Stock Performance: Impressive Rally Faces Reality Check



ABM Knowledgeware's stock has delivered exceptional returns over various timeframes, though recent performance has turned sharply negative. Over the past year, the stock surged 102.34%, vastly outperforming the Sensex's 9.48% gain, resulting in an alpha of 92.86 percentage points. The two-year return of 142.46% and three-year return of 128.35% demonstrate sustained outperformance, with alpha of 113.77 and 91.04 percentage points respectively.





































































Period Stock Return Sensex Return Alpha
1 Day -4.99% -0.33% -4.66%
1 Week -5.52% +0.96% -6.48%
1 Month -12.25% +0.86% -13.11%
3 Month +52.94% +4.18% +48.76%
6 Month +51.85% +2.85% +49.00%
YTD +42.63% +8.36% +34.27%
1 Year +102.34% +9.48% +92.86%
2 Years +142.46% +28.69% +113.77%
3 Years +128.35% +37.31% +91.04%



However, the recent trend has reversed sharply. The stock has declined 4.99% in the past day, 5.52% over the past week, and 12.25% over the past month, significantly underperforming the Sensex during these periods. This abrupt reversal coincides with the disappointing Q2 FY26 results and suggests that the market is reassessing the stock's lofty valuation in light of deteriorating fundamentals.



The stock's technical indicators show a bullish overall trend that began on September 19, 2025 at ₹184.55, though this was established before the recent quarterly results. The stock currently trades at ₹254.95, approximately 21.55% below its 52-week high of ₹325.00 and 107.95% above its 52-week low of ₹122.60. With a beta of 1.50, the stock exhibits high volatility and is significantly more volatile than the broader market, as evidenced by its 63.84% volatility compared to the Sensex's 12.26%.




"When a stock trades at 41x earnings with declining margins, negative EBIT growth, and zero institutional interest, the burden of proof shifts heavily to management to demonstrate a credible turnaround plan."


Investment Thesis: Quality Concerns Outweigh Technical Momentum



ABM Knowledgeware's investment case presents a stark contradiction between recent stock price momentum and underlying fundamental deterioration.
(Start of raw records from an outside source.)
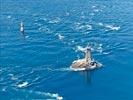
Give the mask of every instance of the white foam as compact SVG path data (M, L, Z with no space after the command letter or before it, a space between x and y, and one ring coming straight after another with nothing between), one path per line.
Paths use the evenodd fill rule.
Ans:
M70 15L70 13L69 12L66 12L66 16L69 16Z
M105 25L105 27L109 28L110 30L116 30L116 31L120 29L120 26L113 26L113 25Z
M100 23L98 23L98 25L103 26L104 24L100 22Z
M11 15L8 15L7 18L10 19L12 16Z
M22 88L22 87L26 87L28 85L28 82L23 82L21 84L18 84L17 87Z
M65 37L64 37L63 35L61 35L61 34L58 34L58 38L59 38L60 40L63 40Z
M59 17L56 17L53 20L50 20L49 23L54 24L54 23L59 23L61 21L61 19Z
The company's overall quality grade is classified as "AVERAGE," reflecting adequate but unimpressive long-term financial performance. The key quality metrics reveal several concerns: five-year sales growth of just 3.76%, negative five-year EBIT growth of 8.99%, and a weak average ROE of 6.62%.



On the positive side, the company maintains zero debt, has no promoter pledging, and generates adequate cash flows. The average ROCE of 15.38% indicates reasonable capital efficiency, though this has declined to 12.17% in the latest period. The company's net cash position and low debt-to-EBITDA ratio provide financial flexibility, but this has not translated into growth or improved returns.



The current Mojo Score of 58 out of 100 places the stock in "HOLD" territory, with the recommendation stating "Not recommended for fresh buy. You can continue to hold." This score reflects mixed signals across key parameters: bullish technical indicators offset by negative financial trends, average quality metrics, and very expensive valuation. The score improved from 51 in mid-September 2025, but this was before the disappointing Q2 FY26 results.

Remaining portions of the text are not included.